Complexity also fights your AI tools
AI coding tools like Claude Code and Cursor work best when they can see the whole application in one place. They need full context to make good decisions: how the data model fits together, how the business logic flows, where a change in one place affects another.
A single codebase in a single repo gives an AI tool complete visibility. It can trace a bug from the API endpoint through the business logic to the database query. It can make a change to the order flow and update every affected file, because it can see all of them.
When your application is fragmented across multiple repos and services, the AI can only see one piece at a time. It can't trace a problem across service boundaries. It can't make a holistic fix that touches the user logic, the payment logic, and the notification logic in one pass.
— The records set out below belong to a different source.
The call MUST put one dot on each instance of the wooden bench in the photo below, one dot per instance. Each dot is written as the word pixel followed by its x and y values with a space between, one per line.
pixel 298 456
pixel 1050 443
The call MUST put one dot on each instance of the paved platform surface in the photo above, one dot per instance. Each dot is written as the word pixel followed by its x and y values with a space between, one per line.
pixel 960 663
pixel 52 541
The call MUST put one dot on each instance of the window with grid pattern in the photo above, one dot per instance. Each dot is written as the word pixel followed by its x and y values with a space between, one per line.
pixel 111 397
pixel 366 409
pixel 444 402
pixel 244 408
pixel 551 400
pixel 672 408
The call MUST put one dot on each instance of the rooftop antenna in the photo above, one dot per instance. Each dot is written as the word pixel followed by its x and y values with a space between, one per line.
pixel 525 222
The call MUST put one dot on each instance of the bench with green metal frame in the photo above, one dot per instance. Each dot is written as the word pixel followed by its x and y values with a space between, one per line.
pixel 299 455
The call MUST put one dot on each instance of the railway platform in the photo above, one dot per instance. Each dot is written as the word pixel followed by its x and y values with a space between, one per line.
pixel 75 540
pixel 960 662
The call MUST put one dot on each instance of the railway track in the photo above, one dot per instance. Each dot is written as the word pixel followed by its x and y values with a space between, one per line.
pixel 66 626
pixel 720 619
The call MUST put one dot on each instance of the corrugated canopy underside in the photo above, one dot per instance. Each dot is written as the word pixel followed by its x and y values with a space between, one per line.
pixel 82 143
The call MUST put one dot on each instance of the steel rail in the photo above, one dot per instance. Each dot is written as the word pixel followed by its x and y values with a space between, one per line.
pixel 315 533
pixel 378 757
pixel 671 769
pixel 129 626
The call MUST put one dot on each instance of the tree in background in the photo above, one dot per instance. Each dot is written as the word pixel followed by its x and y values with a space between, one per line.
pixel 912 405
Every cross-service change becomes a manual coordination exercise, which is exactly the kind of slow, expensive work that AI tools are supposed to eliminate.
In a world where AI-driven development is compressing the cost of building and maintaining software by 10 to 20x, your infrastructure should be working with those tools, not against them.
What we actually set up for clients
Most Launch Assembly projects run on infrastructure that costs between $20 and $200 a month. A single managed platform. A single database that handles everything. Sensible defaults. Nothing exotic.
When a client comes to us already running a $3,000-a-month setup, we'll usually audit it and consolidate. More often than not, we can strip out 70% to 90% of the services without losing anything meaningful. The app runs the same. The users notice nothing. The bill drops by an order of magnitude.
The right amount of infrastructure is the least that works
Good engineering is about using the right tools, not every tool. And for most products, the right infrastructure is boring, simple, and cheap.
If your cloud bill has more than 4 or 5 line items on it, someone should be asking why. If your architecture diagram needs a legend, something has gone wrong. If you're paying for a Redis instance and your app has 200 users, you're solving a problem that doesn't exist.
Simple infrastructure is faster to deploy, easier to maintain, cheaper to run, and more reliable than the gold-plated alternative. The only thing it doesn't do is look impressive on an architecture blog.